Add microRNA data to all data types experiments

[jjc2718]

Overview of PR:

Before we had avoided including the TCGA miRNA data in our comparisons because we thought we would lose samples if we included it (generally we've only been using samples that have data for all data types, and dropping samples with missing data). But it turns out that including miRNA only rules out about 50 samples (leaving ~5200 remaining), so we decided to add it to our comparisons.

It doesn't affect the overall story much - mutation prediction using miRNA is a little worse than RPPA data, and still considerably worse than standard RNA-seq.

Description of changes:

No huge code changes here, the primary ones are:

• Added a script to preprocess miRNA data (pretty similar to the script for preprocessing RNA-seq data): 00_download_data/1E_preprocess_mirna_data.ipynb
• Added a script to run experiments using overlapping samples from all data types: 02_classify_mutations/scripts/run_all.sh
• Modified code in 02_classify_mutations/plot_mutation_results.ipynb to visualize results

[jjc2718]

Looks good to me. One conceptual question since its been a little while can you tell me if my understanding is correct here:

So for a given gene, you're predicting mutated or not (binary label) using either mRNA expression, methylation or miRNA expression data, etc.

Yep, exactly right

Are you using the same samples in each dataset (i.e. do you have mRNA, methylation and miRNA measurements for the same sample)? I saw you mentioned matching sample ids, so I'm not sure if this is what its referring to. So each dataset is the same size?

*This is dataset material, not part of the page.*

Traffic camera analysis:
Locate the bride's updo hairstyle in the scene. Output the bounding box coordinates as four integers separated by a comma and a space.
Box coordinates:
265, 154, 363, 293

There are 3 main comparisons ("experiments") we want to look at in the paper we're working on:

• Comparing different gene sets for mutation prediction, using only gene expression data
• Comparing gene expression and DNA methylation
• Comparing all data types (expression, methylation, RPPA, miRNA, mutational signatures)

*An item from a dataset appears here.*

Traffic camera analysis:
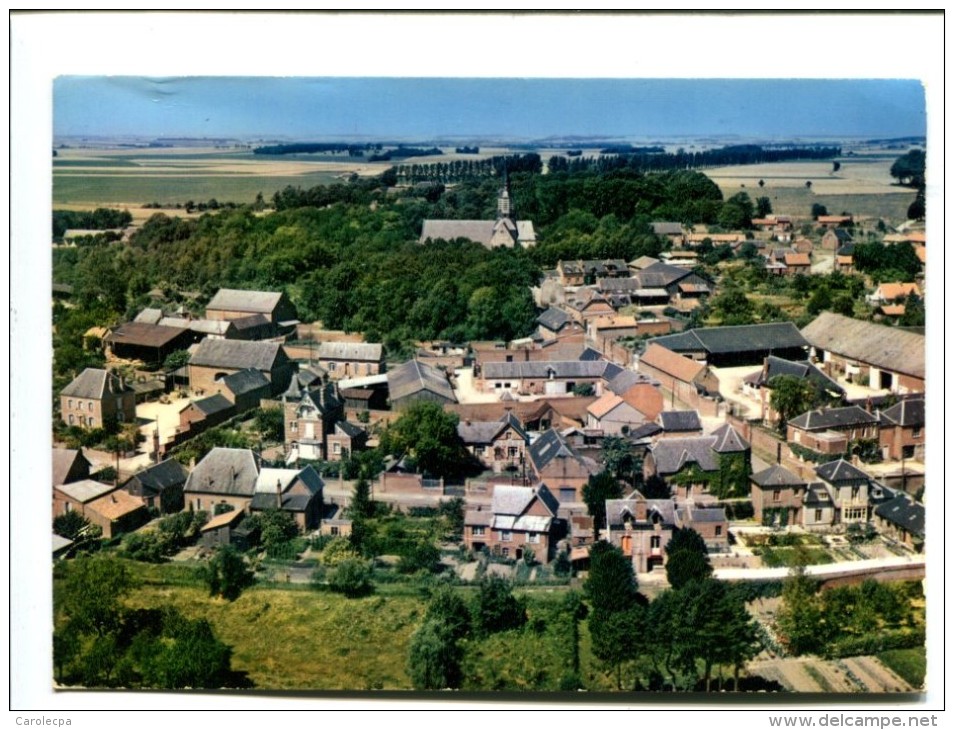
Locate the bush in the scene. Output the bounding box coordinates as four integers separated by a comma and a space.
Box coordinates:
328, 559, 374, 598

For each of these experiments, we use the set of samples where all of the relevant data types were measured. So for the first experiment we use all the samples with expression and somatic mutation data (because we're predicting mutations we need to have that data), for the second experiment we use samples with expression/mutation/27K/450K methylation, and for the third experiment we use samples where all of the data types were measured.

So each of these 3 experiments use different sets of samples (of decreasing size as more data types are added), but within each experiment all of the same samples are used for each data type. For the plot I showed above, for instance, all of the models used the same set of samples, to make a fair comparison between data types.

And you are using separate models for each data type correct? Since they each have different distributions I assume that is the case but just wanted to double check.

Right, here we're using a separate model for each data type. We're also doing a small experiment with combining data types into "multi-omics" models (see #38) but our paper is mostly focusing on prediction from each data type separately, and this PR just applies to the individual data type models.